Maju Caleg, Ali Mochtar Ngabalin Mundur dari KSP

Tenaga Ahli Utama Ali Mochtar Ngabalin dan Tenaga Ahli Madya Ngathoillah dalam jKSP Mendengar digelar di Kabupaten Fakfak, Papua Barat.

Tenaga Ahli Utama Ali Mochtar Ngabalin dan Tenaga Ahli Madya Ngathoillah dalam jKSP Mendengar digelar di Kabupaten Fakfak, Papua Barat. (dok. KSP)

SuaraNusantara.comAli Mochtar Ngabalin resmi mundur dari jabatannya sebagai Tenaga Ahli Kantor Staf Presiden (KSP). Pengunduran dirinya tersebut disampaikan oleh Plt. Deputi IV Kepala Staf Kepresidenan Rawanda Wandy Tuturoong, Rabu 24 Januari 2024.

Ngabalin mundur bersama tujuh tenaga ahli KSP lainnya. Mereka adalah:

  • Dedy Irawan
  • Usep Setiawan
  • Ir. Agus Sudibyo
  • Dr. Ir. H. Imam Suyuti, M.Sc.
  • Dr. Ir. H. Asep Saefullah, M.T.
  • Dr. Ir. H. Gunawan Wicaksono, M.T.
  • Dr. Ir. H. Mochammad Sarjono, M.T.

Ngabalin memutuskan untuk mundur dari KSP untuk maju dalam kontestasi Pemilu 2024 sebagai calon anggota legislatif (Caleg).
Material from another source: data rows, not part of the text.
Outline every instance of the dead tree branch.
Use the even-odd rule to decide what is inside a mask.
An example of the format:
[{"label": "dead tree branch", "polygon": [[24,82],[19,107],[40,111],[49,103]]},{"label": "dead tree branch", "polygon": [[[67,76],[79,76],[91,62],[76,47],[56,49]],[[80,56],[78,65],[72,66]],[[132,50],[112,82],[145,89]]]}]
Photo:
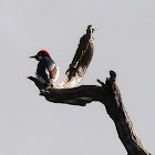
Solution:
[{"label": "dead tree branch", "polygon": [[151,155],[136,135],[133,123],[131,122],[121,99],[120,90],[116,85],[116,73],[110,71],[110,78],[105,83],[97,80],[97,85],[81,85],[74,87],[84,76],[93,55],[93,29],[87,27],[78,46],[72,63],[66,71],[66,80],[53,87],[44,87],[35,78],[29,76],[41,91],[40,95],[48,101],[60,104],[85,106],[93,101],[105,105],[106,112],[114,121],[121,142],[128,155]]}]

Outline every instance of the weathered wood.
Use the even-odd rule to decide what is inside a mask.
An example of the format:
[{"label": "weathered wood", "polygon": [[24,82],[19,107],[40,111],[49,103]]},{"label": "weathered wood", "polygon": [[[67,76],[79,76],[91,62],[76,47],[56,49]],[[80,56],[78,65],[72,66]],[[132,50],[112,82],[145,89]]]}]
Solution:
[{"label": "weathered wood", "polygon": [[93,101],[105,105],[106,112],[114,121],[121,142],[128,155],[151,155],[136,135],[121,99],[120,90],[116,85],[116,73],[110,71],[110,78],[105,83],[97,80],[99,85],[81,85],[74,87],[84,76],[93,55],[93,28],[87,27],[78,46],[72,63],[66,71],[66,80],[53,87],[45,87],[35,78],[29,76],[40,90],[40,95],[46,101],[60,104],[85,106]]}]

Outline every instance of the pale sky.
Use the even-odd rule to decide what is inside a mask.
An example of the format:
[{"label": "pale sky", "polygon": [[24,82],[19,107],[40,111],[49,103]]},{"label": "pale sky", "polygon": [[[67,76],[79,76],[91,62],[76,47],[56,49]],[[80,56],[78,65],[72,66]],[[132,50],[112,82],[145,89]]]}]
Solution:
[{"label": "pale sky", "polygon": [[155,1],[1,0],[1,155],[126,154],[104,105],[50,103],[27,80],[38,63],[29,56],[42,49],[60,68],[58,82],[64,80],[89,24],[99,30],[81,84],[99,84],[114,70],[137,135],[155,154]]}]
Ia akan maju sebagai Caleg DPR RI dari Partai Golkar untuk daerah pemilihan (dapil) Sulawesi Tenggara.

Baca Juga: Pegawai Kantor Staf Presiden Mundur: Moeldoko Buka Alasan Terlibat Politik Praktis

Ngabalin sebelumnya juga pernah cuti sebagai Tenaga Ahli Utama Kedeputian IV Bidang Komunikasi Politik dan Diseminasi Informasi KSP pada November 2023. Alasan cuti ini pun sama, maju sebagai Caleg.

Ngabalin lahir di Fakfak, Papua Barat pada Desember 1968. Ia menempuh pendidikan dasar di SD Inpres dan lanjut ke Madrasah Tsanawiyah dan Madrasah Aliyah di Fakfak. Ngabalin juga pernah menempuh pendidikan di Muallimin Muhammadiyah, Makassar. Ia merupakan lulusan Sarjana Penerangan Penyiaran Agama Islam di IAIN Alauddin Makassar. Selain itu, Ngabalin juga pernah mengenyam studi di Universitas Indonesia pada jurusan Ilmu Komunikasi.

Ngabalin dikenal juga sebagai politikus, pengajar dan mubaligh. Ia tercatat pernah menjadi anggota Komisi I DPR RI periode 2004-2009 dari Fraksi Bintang Pelopor Demokrasi melalui Dapil Sulawesi Selatan II. Saat itu, ia merupakan kader Partai Bulan Bintang (PBB) dan pernah menjadi Ketua DPP PBB. Pada 2010, Ngabalin berpaling ke jaket kuning, ia pindah ke Partai Golkar.

Baca Juga: Sejumlah Menteri Jokowi Daftar Sebagai Caleg 2024, Ada Nama Yasonna Laoly

Pengunduran diri Ngabalin dari KSP menambah daftar panjang pejabat pemerintah yang mundur untuk maju dalam kontestasi Pemilu 2024.